GREENFIELD — Presenting her group’s work to Thornes Marketplace, a Greenfield Community College student showcased the Instagram account she had created for the class project.

Sierra Myers, a Northampton native, had created the social media page, filled with pictures and followers from the ground up for the well-known Main Street shopping spot, which did not have an Instagram page before this.

“As I was doing my presentation and I was like ‘so you guys now have this Instagram account,’” Myers said. “And then I was like ‘or you could just have me run it.’”

Thornes decided to take up Myers on her offer, and Myers is now spending her summer as an intern at the marketplace, before she moves onto attending Bay State College in Boston to study marketing and fashion merchandising.

For Myers though, this summer is more than just an opportunity to show how she can help bring in new, young customers to the businesses, while building the brand of Thornes.
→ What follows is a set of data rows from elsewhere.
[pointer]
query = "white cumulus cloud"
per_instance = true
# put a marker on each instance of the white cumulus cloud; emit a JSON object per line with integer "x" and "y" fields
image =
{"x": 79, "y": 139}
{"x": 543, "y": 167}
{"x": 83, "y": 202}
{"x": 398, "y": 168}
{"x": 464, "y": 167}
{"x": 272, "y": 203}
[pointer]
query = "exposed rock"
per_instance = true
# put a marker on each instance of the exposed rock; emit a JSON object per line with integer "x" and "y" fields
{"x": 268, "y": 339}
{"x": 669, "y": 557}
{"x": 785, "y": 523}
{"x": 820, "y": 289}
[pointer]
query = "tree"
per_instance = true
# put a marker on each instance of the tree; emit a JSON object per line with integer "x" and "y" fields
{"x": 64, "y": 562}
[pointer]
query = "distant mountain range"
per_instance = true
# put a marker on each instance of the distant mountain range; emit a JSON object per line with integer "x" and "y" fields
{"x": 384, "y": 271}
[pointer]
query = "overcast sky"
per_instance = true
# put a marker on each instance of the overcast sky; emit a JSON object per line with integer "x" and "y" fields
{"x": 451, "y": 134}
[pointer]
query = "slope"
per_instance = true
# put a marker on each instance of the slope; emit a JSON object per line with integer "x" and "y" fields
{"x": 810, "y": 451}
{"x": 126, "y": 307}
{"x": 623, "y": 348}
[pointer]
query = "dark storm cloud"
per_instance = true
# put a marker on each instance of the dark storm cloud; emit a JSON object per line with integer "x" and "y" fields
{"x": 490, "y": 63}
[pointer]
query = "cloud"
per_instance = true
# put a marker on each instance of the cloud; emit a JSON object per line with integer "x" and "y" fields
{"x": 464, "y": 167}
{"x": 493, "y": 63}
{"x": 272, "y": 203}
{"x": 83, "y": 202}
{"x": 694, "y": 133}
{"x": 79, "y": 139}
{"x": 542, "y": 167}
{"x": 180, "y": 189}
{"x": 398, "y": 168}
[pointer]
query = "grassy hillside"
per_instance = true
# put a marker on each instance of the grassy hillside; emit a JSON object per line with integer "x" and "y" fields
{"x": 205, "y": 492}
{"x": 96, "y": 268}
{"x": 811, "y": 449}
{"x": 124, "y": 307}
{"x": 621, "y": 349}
“It’s been one of my dreams to work at Thornes,” 26-year-old Myers said.

For the class, led by its professor Tina Stevens, was tasked to review a local business, like an agency would normally do. This year Stevens’ “Principles of Marketing” class elected to do its case study on Thornes Marketplace, which welcomed feedback from the 15 marketing students.

The business sought out suggestions from the Greenfield Community College students, based on data and research and then applied to in-house assessments, to address Thornes’ chief difficulty lately: increase foot traffic on its various floors.

“It’s important that they learn those concepts and I think in this class you could really see they learned the concepts and applied it,” Stevens said. “They owned it and they used it and that’s how they found their solutions.”

Myers, among her peers, found different strategies to help the building that was first created as the McCallum’s Dry Goods store in 1873 and later into a department store. Now it hosts several shops under the Thornes roof.

The marketing is currently run by Jody Doele, who Stevens knows from the Northampton Chamber of Commerce. She embraced the suggestions from the students.

“While we expected to gain an insight or two from the process, we didn’t anticipate the quality and abundance of feedback received,” Doele said in a press release. “The experience wound up being a very illuminating and energizing one for our management team.”

Doele also has quickly become a mentor of Myers.

“She has so much on her plate. She is a very inspiring woman,” Myers said. “She does all of the marketing. She is constantly running around. She really holds Thornes in the palm of her hand.”

And the same could be said for Stevens, who Myers also praised.

“She is the best professor. She definitely inspired me and helped me to hone in on my passion and what I want to do,” Myers said. “It is important for women empowering women.”

And when walking through Thornes Marketplace recently, Stevens saw Myers.

“Are you marketing?” Stevens said to Myers, who she said replied back with a “yes!”